Being Ampex 407 where that, 456, 407 and 457 are the primary offenders of binder breakdown, where Ampex stopped using whale oil to make the tape binder due to whaling being banned in the 70′s and using a synthetic replacement, its this replacement that has affected over 1 million reels of tape, and engineers are finding old master tapes are not playing back without a fight. Over time, this binder breaks down and creates a mess all over the tape transport, taling the recorded material with it.

The cure is to bake the affected tapes (yes, like you would with a cake) in a convection oven for a few hours at no more than 50 to 60 degrees celsius. Because those binders act as moisture absorbers the idea is to drive the moisture out of the tape long enough to let you get a good transfer to another format. Playing these tapes without baking will cause a squealing sound from the tape which is a cue to stop playback immediately and preventing any damage to them.

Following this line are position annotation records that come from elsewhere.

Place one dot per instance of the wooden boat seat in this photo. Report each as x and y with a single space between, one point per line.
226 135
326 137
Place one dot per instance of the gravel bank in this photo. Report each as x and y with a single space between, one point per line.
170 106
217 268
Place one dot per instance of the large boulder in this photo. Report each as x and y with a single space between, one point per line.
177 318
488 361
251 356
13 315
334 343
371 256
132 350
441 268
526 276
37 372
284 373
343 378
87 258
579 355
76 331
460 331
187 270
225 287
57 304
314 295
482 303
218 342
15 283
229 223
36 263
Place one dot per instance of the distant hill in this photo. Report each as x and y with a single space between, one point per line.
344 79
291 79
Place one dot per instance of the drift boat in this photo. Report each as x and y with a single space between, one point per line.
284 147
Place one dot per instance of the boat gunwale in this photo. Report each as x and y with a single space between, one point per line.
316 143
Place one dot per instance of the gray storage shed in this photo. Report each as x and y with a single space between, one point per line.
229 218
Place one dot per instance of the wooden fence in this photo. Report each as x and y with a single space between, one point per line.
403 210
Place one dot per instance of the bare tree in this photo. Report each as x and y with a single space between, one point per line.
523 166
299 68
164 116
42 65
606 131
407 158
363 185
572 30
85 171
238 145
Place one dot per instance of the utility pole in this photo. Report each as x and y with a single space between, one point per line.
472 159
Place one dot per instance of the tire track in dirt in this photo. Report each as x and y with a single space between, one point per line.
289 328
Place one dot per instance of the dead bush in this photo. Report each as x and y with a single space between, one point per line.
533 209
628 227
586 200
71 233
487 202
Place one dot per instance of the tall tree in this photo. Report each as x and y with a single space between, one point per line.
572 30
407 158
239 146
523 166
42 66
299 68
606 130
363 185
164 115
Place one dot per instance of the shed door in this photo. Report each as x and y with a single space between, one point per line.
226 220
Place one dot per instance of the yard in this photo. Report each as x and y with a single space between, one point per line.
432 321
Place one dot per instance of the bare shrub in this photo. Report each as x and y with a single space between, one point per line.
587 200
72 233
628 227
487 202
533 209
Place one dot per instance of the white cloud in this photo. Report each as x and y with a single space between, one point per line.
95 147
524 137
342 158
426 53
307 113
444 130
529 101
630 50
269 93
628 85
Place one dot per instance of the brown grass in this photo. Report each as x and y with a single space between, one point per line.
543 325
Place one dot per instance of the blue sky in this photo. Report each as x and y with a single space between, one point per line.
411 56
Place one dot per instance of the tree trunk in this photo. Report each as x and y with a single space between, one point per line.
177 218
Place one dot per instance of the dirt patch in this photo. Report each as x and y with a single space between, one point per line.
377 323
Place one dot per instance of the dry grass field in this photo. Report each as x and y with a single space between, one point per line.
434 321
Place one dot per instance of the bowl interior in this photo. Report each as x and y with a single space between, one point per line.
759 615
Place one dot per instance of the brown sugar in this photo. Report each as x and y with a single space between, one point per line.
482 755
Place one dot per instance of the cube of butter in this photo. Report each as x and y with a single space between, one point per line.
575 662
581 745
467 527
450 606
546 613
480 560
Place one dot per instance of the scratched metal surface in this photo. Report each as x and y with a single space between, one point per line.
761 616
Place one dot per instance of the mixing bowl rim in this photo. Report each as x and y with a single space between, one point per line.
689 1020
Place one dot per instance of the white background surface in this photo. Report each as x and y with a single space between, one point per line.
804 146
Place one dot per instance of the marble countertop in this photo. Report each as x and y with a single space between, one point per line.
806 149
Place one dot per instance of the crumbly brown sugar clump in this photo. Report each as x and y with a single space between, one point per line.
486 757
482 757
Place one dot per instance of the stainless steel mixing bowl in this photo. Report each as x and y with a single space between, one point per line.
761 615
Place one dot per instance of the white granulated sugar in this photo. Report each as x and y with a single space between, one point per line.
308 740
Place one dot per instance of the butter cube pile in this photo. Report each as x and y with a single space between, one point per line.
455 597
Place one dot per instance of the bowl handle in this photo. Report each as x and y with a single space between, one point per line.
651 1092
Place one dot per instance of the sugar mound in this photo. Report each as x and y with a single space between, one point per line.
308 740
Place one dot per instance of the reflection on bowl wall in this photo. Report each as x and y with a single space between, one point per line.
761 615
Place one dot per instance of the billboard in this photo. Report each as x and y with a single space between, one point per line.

Unfortunately, some of the stuff I’m currently dealing with is in such a state, that the oxide is literally peeling away from the tape surface as its being played – caused by someone before me playing the tapes without giving them the bake treatment first. Baking tape is by no means a permanent fix – the tape reverts back to its horrible state within a week or so.

I encountered one such tape just today – check out the pile of torn off oxide at the bottom of the tape deck!

Remaster guys, I beg you – please don’t play affected tapes without baking them first. You’ll risk permanent damage to the tape and if its a master, you’ve had it.